Chances are that making more home-cooked meals was right up there among your top five New Year`s resolutions. But despite the benefits of cooking more at home - saving money and eating more healthily, to name a couple - it can be a hard resolution to keep given the busy lives we all lead. Saturday may find us at the market, optimistically filling our carts with meat, fish, and fresh produce, but by Wednesday we are serving another meal from take-out boxes.
Don`t despair. It can be done, with a little planning. While there are some extreme solutions to this age-old problem (like mega-cooking, which involves marathon cooking for several days to make a month`s worth of meals), most experts agree on the basics.
Keep a well-stocked pantry so you can whip up meals without having to go to the store for every last ingredient. Pantry items should include canned tomatoes, tuna, beans, grains, sauces, and spices.
Use high-quality commercially prepared foods when you can. Fully cooked chicken, shredded cheese, and diced canned tomatoes will all save you valuable time in the kitchen.
Consider preparing commonly used items like diced onions and minced garlic and freezing them in single-serving plastic bags. A quick homemade meal seems much more manageable when some of the labor-intensive work is already done.

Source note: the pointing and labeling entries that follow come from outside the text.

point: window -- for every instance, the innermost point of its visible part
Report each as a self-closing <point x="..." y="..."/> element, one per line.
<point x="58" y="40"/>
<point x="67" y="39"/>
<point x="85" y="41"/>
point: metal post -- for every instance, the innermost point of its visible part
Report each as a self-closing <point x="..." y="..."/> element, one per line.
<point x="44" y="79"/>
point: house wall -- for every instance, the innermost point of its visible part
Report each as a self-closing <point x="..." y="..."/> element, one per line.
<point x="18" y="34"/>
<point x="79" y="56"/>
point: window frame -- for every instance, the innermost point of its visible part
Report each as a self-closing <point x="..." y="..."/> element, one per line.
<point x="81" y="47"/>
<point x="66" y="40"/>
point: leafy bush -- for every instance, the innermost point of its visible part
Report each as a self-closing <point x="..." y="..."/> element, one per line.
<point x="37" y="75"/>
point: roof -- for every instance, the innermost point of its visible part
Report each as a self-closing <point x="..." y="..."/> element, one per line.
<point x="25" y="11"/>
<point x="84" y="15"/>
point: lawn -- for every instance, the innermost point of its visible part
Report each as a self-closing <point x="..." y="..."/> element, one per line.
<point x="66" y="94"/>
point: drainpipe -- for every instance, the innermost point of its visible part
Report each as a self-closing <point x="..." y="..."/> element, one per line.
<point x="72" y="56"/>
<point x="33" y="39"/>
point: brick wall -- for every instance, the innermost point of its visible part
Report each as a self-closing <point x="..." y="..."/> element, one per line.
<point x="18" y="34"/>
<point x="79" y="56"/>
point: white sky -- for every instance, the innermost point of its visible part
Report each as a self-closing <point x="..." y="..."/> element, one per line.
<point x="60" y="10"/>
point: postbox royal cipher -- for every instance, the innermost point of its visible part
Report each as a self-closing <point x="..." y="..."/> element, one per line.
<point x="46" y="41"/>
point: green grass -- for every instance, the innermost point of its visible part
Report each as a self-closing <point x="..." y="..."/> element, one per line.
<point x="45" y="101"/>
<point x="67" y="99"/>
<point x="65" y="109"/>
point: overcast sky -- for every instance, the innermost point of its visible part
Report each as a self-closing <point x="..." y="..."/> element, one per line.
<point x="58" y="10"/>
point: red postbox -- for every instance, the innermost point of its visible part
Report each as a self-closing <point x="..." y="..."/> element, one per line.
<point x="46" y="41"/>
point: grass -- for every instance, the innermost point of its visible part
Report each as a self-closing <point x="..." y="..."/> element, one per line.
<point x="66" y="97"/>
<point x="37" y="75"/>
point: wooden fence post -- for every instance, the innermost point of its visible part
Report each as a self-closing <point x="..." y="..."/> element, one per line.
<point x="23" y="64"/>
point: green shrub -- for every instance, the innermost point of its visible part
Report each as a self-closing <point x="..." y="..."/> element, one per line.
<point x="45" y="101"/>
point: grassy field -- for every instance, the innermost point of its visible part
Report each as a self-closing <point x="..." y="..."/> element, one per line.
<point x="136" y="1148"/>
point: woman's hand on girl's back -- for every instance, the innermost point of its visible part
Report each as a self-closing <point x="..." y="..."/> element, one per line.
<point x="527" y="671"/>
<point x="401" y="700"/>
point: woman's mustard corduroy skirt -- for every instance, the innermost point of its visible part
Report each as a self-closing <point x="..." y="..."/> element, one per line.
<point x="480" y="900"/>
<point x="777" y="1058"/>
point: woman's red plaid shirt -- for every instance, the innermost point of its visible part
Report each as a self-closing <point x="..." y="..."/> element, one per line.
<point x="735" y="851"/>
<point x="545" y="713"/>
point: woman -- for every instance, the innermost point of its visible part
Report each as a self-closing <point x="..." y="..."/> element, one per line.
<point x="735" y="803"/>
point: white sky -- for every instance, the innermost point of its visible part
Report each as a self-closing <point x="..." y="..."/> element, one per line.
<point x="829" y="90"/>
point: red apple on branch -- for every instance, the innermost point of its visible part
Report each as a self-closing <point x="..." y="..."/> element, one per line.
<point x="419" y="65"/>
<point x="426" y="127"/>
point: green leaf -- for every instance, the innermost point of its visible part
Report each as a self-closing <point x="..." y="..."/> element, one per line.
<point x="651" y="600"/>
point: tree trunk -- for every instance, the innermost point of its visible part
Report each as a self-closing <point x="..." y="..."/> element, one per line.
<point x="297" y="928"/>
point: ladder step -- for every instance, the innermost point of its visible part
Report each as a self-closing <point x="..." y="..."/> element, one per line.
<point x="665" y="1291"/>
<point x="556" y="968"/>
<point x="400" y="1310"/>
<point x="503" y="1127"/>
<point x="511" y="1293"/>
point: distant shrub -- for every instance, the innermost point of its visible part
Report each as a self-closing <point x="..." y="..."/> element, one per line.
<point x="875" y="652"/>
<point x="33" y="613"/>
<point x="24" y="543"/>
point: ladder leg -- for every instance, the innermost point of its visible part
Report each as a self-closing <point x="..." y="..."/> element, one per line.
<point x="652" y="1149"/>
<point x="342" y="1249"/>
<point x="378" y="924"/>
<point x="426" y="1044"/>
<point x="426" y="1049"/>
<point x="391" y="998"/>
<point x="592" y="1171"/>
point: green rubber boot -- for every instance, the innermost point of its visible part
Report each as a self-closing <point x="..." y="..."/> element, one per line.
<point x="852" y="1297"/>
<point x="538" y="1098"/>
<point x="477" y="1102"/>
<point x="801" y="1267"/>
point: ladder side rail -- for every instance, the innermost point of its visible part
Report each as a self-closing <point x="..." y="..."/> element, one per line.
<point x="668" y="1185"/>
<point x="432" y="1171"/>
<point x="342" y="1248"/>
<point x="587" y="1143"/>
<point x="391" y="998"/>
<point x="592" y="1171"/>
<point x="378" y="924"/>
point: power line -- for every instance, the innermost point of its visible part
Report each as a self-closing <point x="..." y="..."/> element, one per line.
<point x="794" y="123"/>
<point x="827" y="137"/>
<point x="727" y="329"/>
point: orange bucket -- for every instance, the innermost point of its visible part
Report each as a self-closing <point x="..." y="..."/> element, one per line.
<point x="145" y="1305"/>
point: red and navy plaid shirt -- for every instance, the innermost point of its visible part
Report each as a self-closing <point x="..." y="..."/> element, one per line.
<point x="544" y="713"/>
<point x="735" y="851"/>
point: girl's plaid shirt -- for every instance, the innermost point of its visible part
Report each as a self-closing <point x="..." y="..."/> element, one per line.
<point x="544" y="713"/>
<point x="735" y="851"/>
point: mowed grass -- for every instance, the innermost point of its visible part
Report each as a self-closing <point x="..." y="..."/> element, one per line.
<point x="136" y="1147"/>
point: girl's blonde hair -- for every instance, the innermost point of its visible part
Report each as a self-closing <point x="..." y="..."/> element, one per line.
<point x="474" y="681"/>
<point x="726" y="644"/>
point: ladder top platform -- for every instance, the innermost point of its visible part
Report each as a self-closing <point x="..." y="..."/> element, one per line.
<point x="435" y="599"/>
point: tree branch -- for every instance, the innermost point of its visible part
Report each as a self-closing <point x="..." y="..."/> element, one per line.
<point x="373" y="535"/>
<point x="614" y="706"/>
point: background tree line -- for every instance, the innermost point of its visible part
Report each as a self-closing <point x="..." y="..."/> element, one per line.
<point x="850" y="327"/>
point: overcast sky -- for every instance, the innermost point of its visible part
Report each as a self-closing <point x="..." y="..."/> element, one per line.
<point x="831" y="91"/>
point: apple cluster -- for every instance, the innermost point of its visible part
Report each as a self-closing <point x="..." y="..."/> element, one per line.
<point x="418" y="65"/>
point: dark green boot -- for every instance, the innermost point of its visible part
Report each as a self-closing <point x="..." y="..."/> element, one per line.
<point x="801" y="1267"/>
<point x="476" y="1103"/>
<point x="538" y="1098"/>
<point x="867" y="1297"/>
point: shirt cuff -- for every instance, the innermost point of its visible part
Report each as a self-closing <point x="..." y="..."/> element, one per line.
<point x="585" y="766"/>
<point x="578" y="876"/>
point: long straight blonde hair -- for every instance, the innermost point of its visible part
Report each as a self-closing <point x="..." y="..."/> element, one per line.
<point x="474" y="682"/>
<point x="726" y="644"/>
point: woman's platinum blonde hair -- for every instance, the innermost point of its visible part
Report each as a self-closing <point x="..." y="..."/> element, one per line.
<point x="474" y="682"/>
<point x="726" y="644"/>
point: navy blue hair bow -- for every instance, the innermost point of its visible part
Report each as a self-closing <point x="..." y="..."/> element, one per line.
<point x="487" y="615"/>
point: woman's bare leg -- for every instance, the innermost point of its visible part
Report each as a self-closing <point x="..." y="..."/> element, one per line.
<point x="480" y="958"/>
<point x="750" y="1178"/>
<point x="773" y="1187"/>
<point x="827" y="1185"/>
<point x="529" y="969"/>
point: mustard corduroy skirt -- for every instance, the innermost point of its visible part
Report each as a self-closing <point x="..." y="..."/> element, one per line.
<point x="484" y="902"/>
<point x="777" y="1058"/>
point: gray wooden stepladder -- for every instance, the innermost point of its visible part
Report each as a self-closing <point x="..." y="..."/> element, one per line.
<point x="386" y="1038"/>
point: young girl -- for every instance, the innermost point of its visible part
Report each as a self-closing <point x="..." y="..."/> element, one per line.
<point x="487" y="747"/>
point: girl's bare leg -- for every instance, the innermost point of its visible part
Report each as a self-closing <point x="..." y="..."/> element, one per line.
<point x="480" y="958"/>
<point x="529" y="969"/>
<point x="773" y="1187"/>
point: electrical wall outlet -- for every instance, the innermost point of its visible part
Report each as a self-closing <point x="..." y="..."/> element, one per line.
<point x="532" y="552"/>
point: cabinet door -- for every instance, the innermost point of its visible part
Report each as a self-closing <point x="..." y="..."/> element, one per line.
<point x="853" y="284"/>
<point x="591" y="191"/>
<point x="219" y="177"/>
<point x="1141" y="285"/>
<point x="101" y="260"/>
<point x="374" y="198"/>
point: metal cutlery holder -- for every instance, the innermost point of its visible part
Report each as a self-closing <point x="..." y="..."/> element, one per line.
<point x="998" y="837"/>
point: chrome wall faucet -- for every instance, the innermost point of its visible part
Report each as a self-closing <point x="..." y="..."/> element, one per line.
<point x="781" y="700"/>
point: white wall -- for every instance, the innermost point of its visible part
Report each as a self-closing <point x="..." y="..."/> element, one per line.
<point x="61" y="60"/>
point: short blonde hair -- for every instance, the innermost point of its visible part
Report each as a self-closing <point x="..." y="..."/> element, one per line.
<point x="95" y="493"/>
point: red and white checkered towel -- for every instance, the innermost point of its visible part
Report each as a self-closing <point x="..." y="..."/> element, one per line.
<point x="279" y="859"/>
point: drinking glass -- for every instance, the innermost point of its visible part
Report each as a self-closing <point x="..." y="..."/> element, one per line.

Cook twice as much on weekends and freeze the extra meals for a ready-made dinner during the week. A little bit of extra work when you have more time on the weekends will pay off greatly on weekday nights when you`re exhausted and the last thing you want to think about is what`s for dinner.
Make It Last
Prepare recipes with leftovers in mind. If you only cook chicken breasts, you probably won`t have any leftovers at the end of the meal. Cooking a whole chicken on the weekend will ensure that you have enough leftovers for chicken tacos one night and salad with warm sliced chicken another.